Bucket

Overview

A bucket is a named collection of BSON documents that lives inside a namespace. Buckets are the primary unit of the document model in Kronotop. You insert documents into a bucket, query them with BQL (Bucket Query Language), and manage indexes on their fields.

Buckets are distributed across one or more shards. Each shard is owned by a primary member and optionally replicated to standby members. The number of shards is configured at the cluster level and assigned at bucket creation time.

Documents

Documents are stored internally as BSON. Clients can send documents as JSON. Kronotop converts them to BSON on ingestion. The session’s document format setting controls whether query results are returned as JSON or BSON.

Every document has an _id field of type ObjectId. If the client omits _id on insert, Kronotop generates one automatically. If the client provides an _id, it must be a valid ObjectId. The _id field is immutable.
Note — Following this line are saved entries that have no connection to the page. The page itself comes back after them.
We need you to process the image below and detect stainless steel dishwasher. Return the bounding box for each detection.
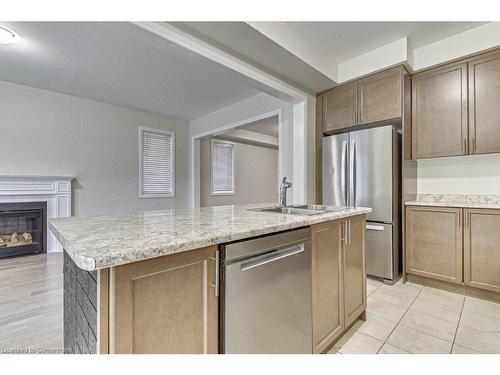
[222,228,312,354]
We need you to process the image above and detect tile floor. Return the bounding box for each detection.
[329,278,500,354]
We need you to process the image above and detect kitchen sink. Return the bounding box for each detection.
[291,204,351,212]
[249,205,351,216]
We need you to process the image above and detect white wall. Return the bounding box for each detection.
[417,155,500,195]
[0,80,190,216]
[189,92,296,206]
[200,138,278,207]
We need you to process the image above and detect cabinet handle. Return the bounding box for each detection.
[348,220,351,244]
[472,137,476,152]
[352,111,356,124]
[464,139,467,153]
[343,221,348,246]
[210,250,220,297]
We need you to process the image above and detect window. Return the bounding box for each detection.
[139,127,175,198]
[211,139,235,196]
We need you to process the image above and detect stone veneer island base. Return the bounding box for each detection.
[63,252,98,354]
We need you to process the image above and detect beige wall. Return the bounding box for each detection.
[0,80,190,216]
[200,138,278,207]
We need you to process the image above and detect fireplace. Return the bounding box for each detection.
[0,202,47,259]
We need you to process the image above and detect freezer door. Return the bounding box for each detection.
[349,125,393,223]
[322,134,349,206]
[365,222,393,280]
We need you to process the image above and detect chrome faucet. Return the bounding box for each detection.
[278,177,292,207]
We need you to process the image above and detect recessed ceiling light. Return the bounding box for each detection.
[0,26,19,45]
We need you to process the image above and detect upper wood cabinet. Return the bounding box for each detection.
[412,63,468,159]
[410,48,500,159]
[322,66,405,133]
[342,214,367,327]
[464,209,500,293]
[468,50,500,155]
[358,67,403,125]
[405,206,463,284]
[323,82,357,132]
[311,219,344,354]
[109,246,218,354]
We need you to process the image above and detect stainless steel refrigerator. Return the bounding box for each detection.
[323,124,401,283]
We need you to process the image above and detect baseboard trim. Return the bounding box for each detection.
[407,274,500,303]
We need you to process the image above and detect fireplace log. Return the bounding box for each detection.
[11,232,19,243]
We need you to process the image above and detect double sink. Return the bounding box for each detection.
[250,204,351,216]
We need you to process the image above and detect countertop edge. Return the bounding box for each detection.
[405,201,500,210]
[50,208,371,271]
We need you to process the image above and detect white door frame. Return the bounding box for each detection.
[133,22,316,208]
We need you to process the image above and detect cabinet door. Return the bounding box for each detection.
[405,206,463,284]
[412,63,468,159]
[343,215,367,327]
[358,67,403,125]
[464,209,500,293]
[110,246,218,354]
[468,50,500,155]
[323,82,357,133]
[311,220,344,353]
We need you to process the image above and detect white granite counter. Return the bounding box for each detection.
[49,203,371,271]
[405,194,500,209]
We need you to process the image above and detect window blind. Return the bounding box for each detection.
[140,128,174,197]
[211,140,235,195]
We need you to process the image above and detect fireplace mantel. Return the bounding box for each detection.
[0,175,74,253]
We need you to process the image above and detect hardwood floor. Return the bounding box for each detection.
[0,253,63,354]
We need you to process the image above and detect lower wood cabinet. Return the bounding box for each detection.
[311,220,344,353]
[406,206,500,294]
[109,246,218,354]
[464,209,500,293]
[405,206,463,284]
[343,214,367,327]
[311,214,366,353]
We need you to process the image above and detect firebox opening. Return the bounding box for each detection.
[0,201,47,259]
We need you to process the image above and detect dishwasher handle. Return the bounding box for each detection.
[240,243,305,272]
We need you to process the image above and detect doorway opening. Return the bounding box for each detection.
[198,114,280,207]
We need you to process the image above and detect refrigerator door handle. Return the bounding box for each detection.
[366,224,385,231]
[341,140,348,205]
[349,139,357,207]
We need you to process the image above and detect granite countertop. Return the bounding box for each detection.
[49,203,371,271]
[405,194,500,209]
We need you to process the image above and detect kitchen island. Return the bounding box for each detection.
[49,203,371,354]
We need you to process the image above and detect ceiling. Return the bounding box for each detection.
[287,22,487,63]
[176,21,491,91]
[0,22,493,118]
[175,22,336,93]
[241,115,279,138]
[0,22,260,121]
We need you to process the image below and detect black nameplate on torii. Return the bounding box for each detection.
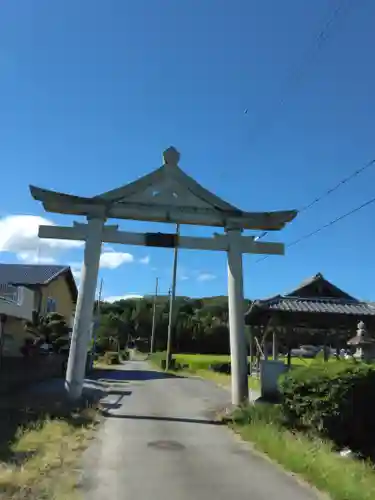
[145,232,178,248]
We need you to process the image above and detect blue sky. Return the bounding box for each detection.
[1,0,375,301]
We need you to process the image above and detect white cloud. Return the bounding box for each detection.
[197,272,217,282]
[179,275,189,281]
[0,214,82,263]
[100,251,134,269]
[17,251,57,265]
[68,249,134,279]
[104,294,143,303]
[139,255,150,265]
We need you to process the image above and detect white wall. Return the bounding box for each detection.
[0,286,34,321]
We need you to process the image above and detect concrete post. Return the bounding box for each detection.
[65,217,104,400]
[166,224,180,370]
[247,325,253,376]
[150,277,159,354]
[272,331,278,360]
[227,228,248,406]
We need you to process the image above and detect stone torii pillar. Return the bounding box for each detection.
[227,228,248,404]
[65,217,104,399]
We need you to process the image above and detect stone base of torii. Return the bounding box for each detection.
[30,147,297,406]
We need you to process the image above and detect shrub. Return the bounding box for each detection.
[209,362,231,374]
[209,361,252,375]
[280,361,375,455]
[103,351,120,365]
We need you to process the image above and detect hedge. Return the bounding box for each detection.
[280,361,375,456]
[209,361,253,375]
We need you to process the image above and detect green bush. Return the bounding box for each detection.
[209,362,231,374]
[280,361,375,455]
[209,361,253,375]
[103,351,120,365]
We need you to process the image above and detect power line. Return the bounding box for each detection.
[246,0,351,143]
[256,193,375,264]
[298,159,375,214]
[255,156,375,242]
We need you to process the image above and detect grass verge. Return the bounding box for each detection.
[0,394,99,500]
[173,353,344,368]
[149,352,261,392]
[226,404,375,500]
[186,368,261,392]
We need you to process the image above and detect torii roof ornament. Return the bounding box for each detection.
[163,146,180,166]
[29,146,298,230]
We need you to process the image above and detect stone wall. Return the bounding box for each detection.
[0,354,66,395]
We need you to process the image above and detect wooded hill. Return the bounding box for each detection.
[96,295,251,354]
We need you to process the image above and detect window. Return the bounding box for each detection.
[46,297,57,313]
[0,284,20,304]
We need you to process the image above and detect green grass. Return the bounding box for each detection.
[227,404,375,500]
[174,354,231,363]
[172,353,349,393]
[150,353,346,394]
[0,395,99,500]
[173,354,345,368]
[0,416,97,500]
[172,353,261,391]
[189,369,261,392]
[173,353,334,367]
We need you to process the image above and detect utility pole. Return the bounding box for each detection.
[166,223,180,370]
[150,277,159,353]
[92,278,103,361]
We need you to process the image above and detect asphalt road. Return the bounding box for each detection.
[82,360,319,500]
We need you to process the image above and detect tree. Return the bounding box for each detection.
[24,311,71,354]
[97,293,246,355]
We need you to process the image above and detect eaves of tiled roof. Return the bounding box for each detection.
[252,296,375,316]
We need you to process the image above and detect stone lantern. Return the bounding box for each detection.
[347,321,375,362]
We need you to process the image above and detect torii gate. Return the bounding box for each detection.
[30,147,297,405]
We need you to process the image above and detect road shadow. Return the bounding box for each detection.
[99,411,225,426]
[100,391,132,411]
[29,377,114,403]
[90,367,182,383]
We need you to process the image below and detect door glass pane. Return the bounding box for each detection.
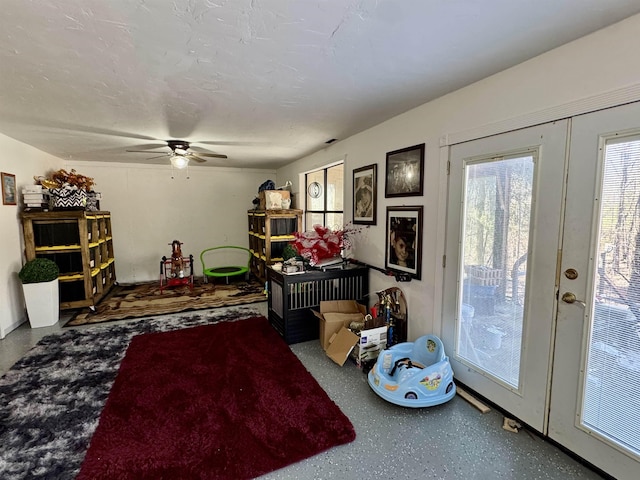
[583,135,640,455]
[457,154,534,388]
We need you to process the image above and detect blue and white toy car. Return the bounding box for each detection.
[368,334,456,408]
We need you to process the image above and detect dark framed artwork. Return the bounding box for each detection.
[385,143,425,198]
[385,206,423,280]
[352,164,377,225]
[1,172,16,205]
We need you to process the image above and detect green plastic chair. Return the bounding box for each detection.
[200,246,252,284]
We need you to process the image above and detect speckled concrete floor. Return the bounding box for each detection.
[262,340,607,480]
[1,302,606,480]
It cannot be changed after insertion.

> BUCKET.INSERT users DOCS '{"name": "Alice", "age": 30}'
1) "6835a1c0e4b0f72a3c000001"

> BUCKET.INSERT users DOCS '{"name": "Bob", "age": 25}' '{"name": "Carol", "age": 42}'
1) "6835a1c0e4b0f72a3c000002"
2) "6835a1c0e4b0f72a3c000003"

The returned value is a list of ObjectIds assigned to the inserted documents.

Query Language (BQL)

BQL is the filter language used by BUCKET.QUERY, BUCKET.DELETE, and BUCKET.UPDATE. Filters are JSON objects containing field names and operator expressions.

Comparison Operators

Operator	Description
`$eq`	Equal to
`$ne`	Not equal to
`$gt`	Greater than
`$gte`	Greater than or equal to
`$lt`	Less than
`$lte`	Less than or equal to

Logical Operators

Operator	Description
`$and`	All conditions must match
`$or`	At least one condition must match
`$nor`	None of the conditions must match
`$not`	Negates a condition

Array Operators

Operator	Description
`$in`	Field matches any value in the array
`$nin`	Field matches none of the values
`$all`	Array field contains all specified values
`$elemMatch`	Array element matches a sub-query
`$size`	Array has the specified length

Other Operators

Operator	Description
`$exists`	Field exists or is absent

Sorting and Pagination

BUCKET.QUERY and BUCKET.UPDATE accept SORTBY <field> <ASC|DESC> to control result ordering and LIMIT <n> to cap the number of documents processed per batch. Results are paginated through cursors. Call BUCKET.ADVANCE to fetch the next batch, and BUCKET.CLOSE to release the cursor when done.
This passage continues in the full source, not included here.